In a report published Tuesday, The Atlantic says Netanyahu's message was clear: If President Obama doesn't act to stop Iran developing a nuclear weapon, the Israelis may be forced to attack Iran and do it themselves.

The article is titled, "Netanyahu to Obama: Stop Iran—Or I Will".

Having read it, I can't find the quote which makes the threat of a unilateral strike on Iran's nuclear sites so explicit, but there is no ambiguity in Netanyahu's dire warning that a nuclear Iran would be a danger, not just to Israel, but to the U.S. and the rest of the peace-loving world.

"You don't want a messianic apocalyptic cult controlling atomic bombs. When the wide-eyed believer gets hold of the reins of power and the weapons of mass death, then the entire world should start worrying, and that is what is happening in Iran," Netanyahu told The Atlantic's Jeffrey Goldberg.

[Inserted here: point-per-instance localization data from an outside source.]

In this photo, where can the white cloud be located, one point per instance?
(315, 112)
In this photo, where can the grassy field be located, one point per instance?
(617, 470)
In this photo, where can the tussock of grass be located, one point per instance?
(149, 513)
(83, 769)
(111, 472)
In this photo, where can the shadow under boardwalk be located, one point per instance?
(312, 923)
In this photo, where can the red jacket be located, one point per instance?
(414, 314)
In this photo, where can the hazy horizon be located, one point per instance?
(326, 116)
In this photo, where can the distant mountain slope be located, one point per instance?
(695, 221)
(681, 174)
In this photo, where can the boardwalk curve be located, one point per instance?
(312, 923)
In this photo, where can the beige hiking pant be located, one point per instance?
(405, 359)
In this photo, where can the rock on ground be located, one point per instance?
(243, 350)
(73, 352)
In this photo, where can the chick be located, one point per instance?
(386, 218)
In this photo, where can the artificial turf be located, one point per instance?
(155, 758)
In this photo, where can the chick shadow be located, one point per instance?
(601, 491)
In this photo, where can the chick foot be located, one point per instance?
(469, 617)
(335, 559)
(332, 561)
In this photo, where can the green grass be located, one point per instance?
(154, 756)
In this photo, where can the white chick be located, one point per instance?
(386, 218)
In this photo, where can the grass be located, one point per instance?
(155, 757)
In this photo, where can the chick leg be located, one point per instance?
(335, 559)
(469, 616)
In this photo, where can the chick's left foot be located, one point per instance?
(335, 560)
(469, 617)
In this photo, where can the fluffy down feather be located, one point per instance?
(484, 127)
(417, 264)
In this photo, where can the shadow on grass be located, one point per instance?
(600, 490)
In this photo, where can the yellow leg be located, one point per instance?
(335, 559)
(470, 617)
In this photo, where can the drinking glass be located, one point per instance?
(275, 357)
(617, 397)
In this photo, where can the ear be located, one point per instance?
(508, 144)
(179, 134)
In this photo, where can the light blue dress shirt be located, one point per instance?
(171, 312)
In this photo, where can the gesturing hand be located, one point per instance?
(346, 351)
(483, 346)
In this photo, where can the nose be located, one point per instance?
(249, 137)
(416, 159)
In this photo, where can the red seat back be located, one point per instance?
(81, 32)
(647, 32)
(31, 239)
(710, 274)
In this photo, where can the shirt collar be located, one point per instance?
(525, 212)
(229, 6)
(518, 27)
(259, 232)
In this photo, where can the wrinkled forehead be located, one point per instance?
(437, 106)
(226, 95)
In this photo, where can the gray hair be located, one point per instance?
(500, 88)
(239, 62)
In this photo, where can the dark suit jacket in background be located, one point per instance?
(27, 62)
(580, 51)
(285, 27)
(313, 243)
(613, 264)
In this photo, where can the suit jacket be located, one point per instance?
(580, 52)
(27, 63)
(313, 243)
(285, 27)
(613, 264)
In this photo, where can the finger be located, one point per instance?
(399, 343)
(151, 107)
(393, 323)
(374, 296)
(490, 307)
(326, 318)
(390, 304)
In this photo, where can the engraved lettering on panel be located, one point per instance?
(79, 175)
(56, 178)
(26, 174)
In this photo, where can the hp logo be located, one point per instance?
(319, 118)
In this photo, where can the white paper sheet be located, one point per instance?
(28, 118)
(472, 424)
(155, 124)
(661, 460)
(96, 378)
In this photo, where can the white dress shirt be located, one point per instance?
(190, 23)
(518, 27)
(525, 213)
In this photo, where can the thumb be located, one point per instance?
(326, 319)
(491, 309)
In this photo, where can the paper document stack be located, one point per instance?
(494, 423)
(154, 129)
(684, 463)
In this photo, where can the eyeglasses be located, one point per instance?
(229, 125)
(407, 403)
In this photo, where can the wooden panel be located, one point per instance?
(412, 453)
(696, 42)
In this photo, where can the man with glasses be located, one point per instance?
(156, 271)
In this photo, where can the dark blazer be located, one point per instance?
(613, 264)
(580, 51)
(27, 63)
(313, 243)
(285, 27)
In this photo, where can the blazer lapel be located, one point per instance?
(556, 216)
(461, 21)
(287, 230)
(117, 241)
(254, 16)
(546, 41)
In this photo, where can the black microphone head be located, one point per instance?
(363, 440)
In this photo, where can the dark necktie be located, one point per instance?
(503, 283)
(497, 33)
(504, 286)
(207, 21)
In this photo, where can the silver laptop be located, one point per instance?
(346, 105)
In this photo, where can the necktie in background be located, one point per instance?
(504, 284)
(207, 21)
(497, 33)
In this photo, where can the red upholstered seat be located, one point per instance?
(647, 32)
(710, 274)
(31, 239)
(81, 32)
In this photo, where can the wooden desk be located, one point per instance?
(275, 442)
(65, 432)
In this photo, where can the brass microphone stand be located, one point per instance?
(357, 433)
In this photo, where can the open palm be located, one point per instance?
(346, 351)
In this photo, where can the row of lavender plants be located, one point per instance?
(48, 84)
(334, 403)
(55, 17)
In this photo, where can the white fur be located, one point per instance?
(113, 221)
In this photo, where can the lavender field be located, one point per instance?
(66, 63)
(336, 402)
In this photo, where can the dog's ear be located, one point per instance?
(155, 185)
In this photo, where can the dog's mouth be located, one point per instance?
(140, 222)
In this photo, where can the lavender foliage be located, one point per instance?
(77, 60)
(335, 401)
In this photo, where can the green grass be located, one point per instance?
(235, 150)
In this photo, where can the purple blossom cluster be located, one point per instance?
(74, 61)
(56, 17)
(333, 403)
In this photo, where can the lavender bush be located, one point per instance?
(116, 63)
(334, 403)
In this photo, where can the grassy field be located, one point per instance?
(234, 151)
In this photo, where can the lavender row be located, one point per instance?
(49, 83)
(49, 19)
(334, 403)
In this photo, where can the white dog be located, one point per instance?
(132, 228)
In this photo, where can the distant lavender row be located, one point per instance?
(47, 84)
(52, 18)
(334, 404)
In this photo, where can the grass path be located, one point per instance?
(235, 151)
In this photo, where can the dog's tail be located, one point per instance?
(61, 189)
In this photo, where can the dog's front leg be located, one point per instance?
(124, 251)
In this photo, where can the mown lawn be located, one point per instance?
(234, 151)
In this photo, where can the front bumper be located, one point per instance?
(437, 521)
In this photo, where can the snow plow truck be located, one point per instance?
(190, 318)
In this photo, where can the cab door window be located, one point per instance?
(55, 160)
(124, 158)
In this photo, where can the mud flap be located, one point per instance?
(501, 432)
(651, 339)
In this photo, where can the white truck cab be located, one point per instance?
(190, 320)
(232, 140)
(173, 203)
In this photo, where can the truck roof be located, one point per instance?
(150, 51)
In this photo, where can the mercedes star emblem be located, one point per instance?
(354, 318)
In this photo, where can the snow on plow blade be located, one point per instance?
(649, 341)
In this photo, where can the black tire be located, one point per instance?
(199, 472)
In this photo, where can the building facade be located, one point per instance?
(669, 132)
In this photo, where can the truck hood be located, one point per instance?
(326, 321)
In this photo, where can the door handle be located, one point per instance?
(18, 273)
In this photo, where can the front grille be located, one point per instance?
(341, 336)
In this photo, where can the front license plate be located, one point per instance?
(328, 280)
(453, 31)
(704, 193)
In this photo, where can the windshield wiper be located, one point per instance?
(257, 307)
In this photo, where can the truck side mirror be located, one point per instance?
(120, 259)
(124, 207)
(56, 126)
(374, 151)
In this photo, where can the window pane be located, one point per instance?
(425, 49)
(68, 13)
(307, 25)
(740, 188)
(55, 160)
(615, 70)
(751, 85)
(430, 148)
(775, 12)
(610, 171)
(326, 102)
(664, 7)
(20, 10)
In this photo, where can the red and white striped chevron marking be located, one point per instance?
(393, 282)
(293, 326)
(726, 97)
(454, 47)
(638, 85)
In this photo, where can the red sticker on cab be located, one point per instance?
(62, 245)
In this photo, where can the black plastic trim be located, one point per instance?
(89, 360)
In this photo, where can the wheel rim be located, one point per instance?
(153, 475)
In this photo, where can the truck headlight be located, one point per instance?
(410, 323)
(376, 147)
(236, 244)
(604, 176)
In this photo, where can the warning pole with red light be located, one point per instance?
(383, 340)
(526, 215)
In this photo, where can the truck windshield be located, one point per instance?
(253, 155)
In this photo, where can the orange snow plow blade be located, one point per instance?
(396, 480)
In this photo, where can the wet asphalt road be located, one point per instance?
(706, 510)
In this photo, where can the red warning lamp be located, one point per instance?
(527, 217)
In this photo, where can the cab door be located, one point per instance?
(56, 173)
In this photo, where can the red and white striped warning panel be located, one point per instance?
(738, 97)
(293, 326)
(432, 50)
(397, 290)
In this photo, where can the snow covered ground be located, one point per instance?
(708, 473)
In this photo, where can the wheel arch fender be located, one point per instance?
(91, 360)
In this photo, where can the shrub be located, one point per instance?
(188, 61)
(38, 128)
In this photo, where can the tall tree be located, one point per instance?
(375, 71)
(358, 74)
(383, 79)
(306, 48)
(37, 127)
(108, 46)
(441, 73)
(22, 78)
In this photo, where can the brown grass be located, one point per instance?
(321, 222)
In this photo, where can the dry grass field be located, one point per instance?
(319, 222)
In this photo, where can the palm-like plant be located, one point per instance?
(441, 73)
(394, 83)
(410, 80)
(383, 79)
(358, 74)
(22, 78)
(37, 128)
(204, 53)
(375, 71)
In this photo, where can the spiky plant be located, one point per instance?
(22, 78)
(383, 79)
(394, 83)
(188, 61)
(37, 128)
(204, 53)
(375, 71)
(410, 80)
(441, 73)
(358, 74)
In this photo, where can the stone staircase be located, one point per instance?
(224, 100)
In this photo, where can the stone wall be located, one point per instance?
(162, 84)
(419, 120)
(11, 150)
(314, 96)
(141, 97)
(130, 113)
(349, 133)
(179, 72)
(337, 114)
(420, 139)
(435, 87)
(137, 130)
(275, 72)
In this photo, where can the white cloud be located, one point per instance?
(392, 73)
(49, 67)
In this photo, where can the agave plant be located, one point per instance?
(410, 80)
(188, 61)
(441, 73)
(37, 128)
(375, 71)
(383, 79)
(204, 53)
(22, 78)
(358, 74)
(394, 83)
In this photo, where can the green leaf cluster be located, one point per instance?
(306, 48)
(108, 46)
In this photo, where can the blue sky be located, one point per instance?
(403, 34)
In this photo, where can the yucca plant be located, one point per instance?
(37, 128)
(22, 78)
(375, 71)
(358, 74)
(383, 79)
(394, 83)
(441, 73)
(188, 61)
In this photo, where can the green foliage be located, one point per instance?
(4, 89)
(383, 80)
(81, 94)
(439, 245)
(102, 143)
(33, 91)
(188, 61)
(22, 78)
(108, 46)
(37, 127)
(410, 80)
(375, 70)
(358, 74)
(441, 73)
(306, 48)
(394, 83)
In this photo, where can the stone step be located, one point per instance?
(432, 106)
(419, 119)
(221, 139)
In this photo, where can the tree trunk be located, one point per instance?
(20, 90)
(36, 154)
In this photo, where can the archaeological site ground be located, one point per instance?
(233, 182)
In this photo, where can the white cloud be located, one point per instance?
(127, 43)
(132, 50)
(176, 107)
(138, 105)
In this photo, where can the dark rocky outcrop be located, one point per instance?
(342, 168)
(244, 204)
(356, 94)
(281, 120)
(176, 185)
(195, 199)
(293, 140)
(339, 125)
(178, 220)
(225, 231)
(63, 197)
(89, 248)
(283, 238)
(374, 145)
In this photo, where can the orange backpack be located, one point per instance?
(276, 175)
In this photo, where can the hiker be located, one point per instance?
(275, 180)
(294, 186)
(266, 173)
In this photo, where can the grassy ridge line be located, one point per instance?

"The Obama presidency has two great missions: fixing the economy, and preventing Iran from gaining nuclear weapons," the hardline Israeli leader said, just hours before taking the reigns of the government for a second time on Tuesday.

Tempering the you-do-it-or-we-will tone of the article, Goldberg adds that Netanyahu did voice support for President Obama's effort to end Tehran's quest for a nuclear weapon (a quest the Islamic Republic's leaders have vehemently denied – in spite of Western intelligence agencies) through dialogue.

"How you achieve this goal is less important than achieving it," the Israeli leader said. While expressing very little optimism, Netanyahu acknowledged that negotiations with the regime could still work.

"I think the Iranian economy is very weak, which makes Iran susceptible to sanctions that can be ratcheted up by a variety of means," Goldberg quoted him as saying.

The reporter also conceded that any Israeli threat of unilateral military action against Iran may well be "a tremendous bluff".

Either way, balancing Israel's desperate cry for tough action against Iran with his own ambitions to eek out a peace between Israel and the Palestinians will shape Mr. Obama's Middle East policy for months and years to come. Goldberg's article offers an interesting preview of the changing dialogue between Washington and Israel.